"Hayat için yol haritası" olabilir mi? Olabilir. Hayat akıp giderken bazen öyle dolambaçlı öyle engebeli yollardan geçmek zorunda kalıyor hatta öyle çıkmaz sokaklara sapıyoruz ki elimizde bir "yol haritası" olsa hiç fena olmaz doğrusu...
Regina Brett'in elli yaşını geride bıraktığında kaleme aldığı bu kitap tam da böyle bir yol haritası... Yazar hayli çalkantılı hayatını şöyle özetliyor: "Altı yaşındayken rahibeler tüm dünyamı alt üst ettiler on altısında çok fazla içki içen kayıp bir ruhtum yirmi birinde bekâr bir anne otuzunda üniversite mezunuydum on sekiz yıl boyunca yalnız bir anne oldum ve sonunda kırk yaşında bana kraliçe gibi davranan bir adamla evlendim.

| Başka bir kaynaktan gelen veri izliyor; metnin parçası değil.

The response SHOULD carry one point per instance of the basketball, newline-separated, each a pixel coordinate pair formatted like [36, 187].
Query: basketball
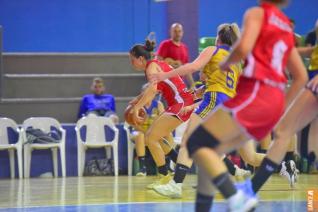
[130, 119]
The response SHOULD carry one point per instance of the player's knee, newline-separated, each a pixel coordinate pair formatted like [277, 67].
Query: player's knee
[201, 138]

Kırk bir yaşında ise kansere yakalandım..."
Kanseri yendikten sonra hayata bakışı değişen Brett'in kaleme aldığı bu elli küçük hayat hikâyesi her okuyanın kalbine dokunuyor; gerçekten bilgelik ve duyarlılıkla işlenmiş hikâyeler aynı zamanda dürüstlük ve cesaretin de ürünü olan çarpıcı etkileyici "hayat dersleri" içeriyor.
Einstein "Hayatınızı yaşamanın yalnızca iki yolu vardır" demiş; "Biri hiçbir şeyin mucize olmadığını diğeri de her şeyin bir mucize olduğunu düşünmek..." Her şeye rağmen ikinci şıkkı dikkate alırsanız mucizelerin tadını çıkarabilirsiniz. Ve bu arada kitaptaki son dersi de unutmamakta fayda olabilir:
"50. Ders: Hayat bize hediye paketiyle sunulmuyor ama yine de hayat bir hediyedir."
Değerini bilen yaşar...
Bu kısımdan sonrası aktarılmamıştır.